In October 2019, IMPACT began exploring how drone technology could be used to improve access to essential drugs for communities in need. By piloting drone technology, the IMPACT program was successful in maximizing efficiencies to respond to stock-out challenges at supply points. Where it would usually take two to three months to make contraceptives available, the drone technology could deliver products in just one hour. After watching a video on the drone-use pilot and seeing how successful it was, Banyan Global’s Gender and Social Inclusion Specialist on IMPACT, Malanto Rabary, realized the potential that drones could offer in facilitating access to contraceptives for excluded communities in remote areas. Indeed, the use of drones is reaching four critical objectives of Banyan Global’s gender and social inclusion role on the program: expanding the distribution of health commodities among target groups; addressing a gender and socially-inclusive balanced approach; promoting family planning health among women, girls, and entire communities in rural areas; and helping to fill the market in the social marketing sector. As IMPACT continues to test out new ways of using drone technology more consistently in the supply chain, stakeholder partners and rural communities themselves will stand to benefit from expanded access to  priority medications for women in remote areas, including family planning medications like contraceptives and medications related to maternal and child health.

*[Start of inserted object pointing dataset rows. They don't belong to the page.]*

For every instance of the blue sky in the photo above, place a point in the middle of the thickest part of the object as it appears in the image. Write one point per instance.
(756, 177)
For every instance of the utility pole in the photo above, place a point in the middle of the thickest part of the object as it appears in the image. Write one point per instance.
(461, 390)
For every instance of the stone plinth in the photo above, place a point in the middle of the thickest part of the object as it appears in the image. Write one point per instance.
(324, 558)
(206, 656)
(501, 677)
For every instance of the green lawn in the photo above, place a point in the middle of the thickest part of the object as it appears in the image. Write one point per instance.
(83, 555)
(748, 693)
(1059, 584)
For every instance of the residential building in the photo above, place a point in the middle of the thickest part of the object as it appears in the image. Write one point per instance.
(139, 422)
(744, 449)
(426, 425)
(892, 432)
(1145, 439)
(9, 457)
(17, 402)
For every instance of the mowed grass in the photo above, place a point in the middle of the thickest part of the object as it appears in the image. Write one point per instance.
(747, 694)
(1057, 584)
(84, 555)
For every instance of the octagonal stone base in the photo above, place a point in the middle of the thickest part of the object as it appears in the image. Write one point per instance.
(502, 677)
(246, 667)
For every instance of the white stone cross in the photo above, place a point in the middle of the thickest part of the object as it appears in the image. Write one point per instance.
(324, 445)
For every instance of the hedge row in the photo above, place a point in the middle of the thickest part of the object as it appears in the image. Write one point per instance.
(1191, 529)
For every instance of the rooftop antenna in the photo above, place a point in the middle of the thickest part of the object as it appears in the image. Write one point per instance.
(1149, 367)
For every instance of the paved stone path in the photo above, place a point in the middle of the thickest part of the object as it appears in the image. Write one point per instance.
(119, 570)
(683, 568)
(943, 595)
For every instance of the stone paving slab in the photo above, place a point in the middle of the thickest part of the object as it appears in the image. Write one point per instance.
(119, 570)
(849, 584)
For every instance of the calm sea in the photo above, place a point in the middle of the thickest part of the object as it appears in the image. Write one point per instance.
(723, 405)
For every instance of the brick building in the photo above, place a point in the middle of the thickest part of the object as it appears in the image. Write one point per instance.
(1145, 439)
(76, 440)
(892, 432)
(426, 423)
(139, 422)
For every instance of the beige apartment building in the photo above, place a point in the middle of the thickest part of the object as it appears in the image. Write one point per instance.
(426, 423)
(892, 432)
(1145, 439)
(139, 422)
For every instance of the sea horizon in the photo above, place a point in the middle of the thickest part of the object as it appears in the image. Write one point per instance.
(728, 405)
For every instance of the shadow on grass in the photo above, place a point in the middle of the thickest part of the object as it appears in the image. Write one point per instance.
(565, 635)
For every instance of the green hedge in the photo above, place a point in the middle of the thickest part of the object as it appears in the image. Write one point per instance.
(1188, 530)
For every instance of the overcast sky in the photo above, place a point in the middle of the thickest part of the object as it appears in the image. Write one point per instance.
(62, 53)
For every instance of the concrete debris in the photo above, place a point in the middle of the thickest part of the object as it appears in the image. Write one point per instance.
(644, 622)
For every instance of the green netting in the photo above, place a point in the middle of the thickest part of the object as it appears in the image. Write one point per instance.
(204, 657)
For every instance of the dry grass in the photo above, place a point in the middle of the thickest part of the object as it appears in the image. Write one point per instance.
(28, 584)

At this year’s celebrations of International Women’s Day in Tulear, Madagascar, IMPACT collaborated with the Ministry of Population and the National Women’s Council to showcase the opportunities that drone technology offers for remote communities. The IMPACT team screened a video which explained how drones could fill a critical gap in access to health products for marginalized populations in remote communities. Senior representatives from the Ministry of Population as well as the Chairwoman of the National Women’s Council were very interested in the potential that the drone technology offers, particularly to give women and girls in rural communities access to health commodities that are otherwise difficult to obtain. Senior level officials shared, “It is good to know that women from remote areas could now get contraceptives with the use of this drone. Thanks to IMPACT, as it helps improving the health status in Madagascar”.  Through the IMPACT program’s signature commitment to gender and social inclusion, interventions continue to be designed with an express goal of addressing gender-specific dimensions to help strengthen the supply chain systems for USAID-funded maternal and child health, malaria, and family planning activities in Madagascar. IMPACT and the Banyan Global team will continue to collaborate to unlock solutions for addressing the most critical needs in maternal and child health, malaria, and family planning, so that health services and access can continue to grow more equitable for all.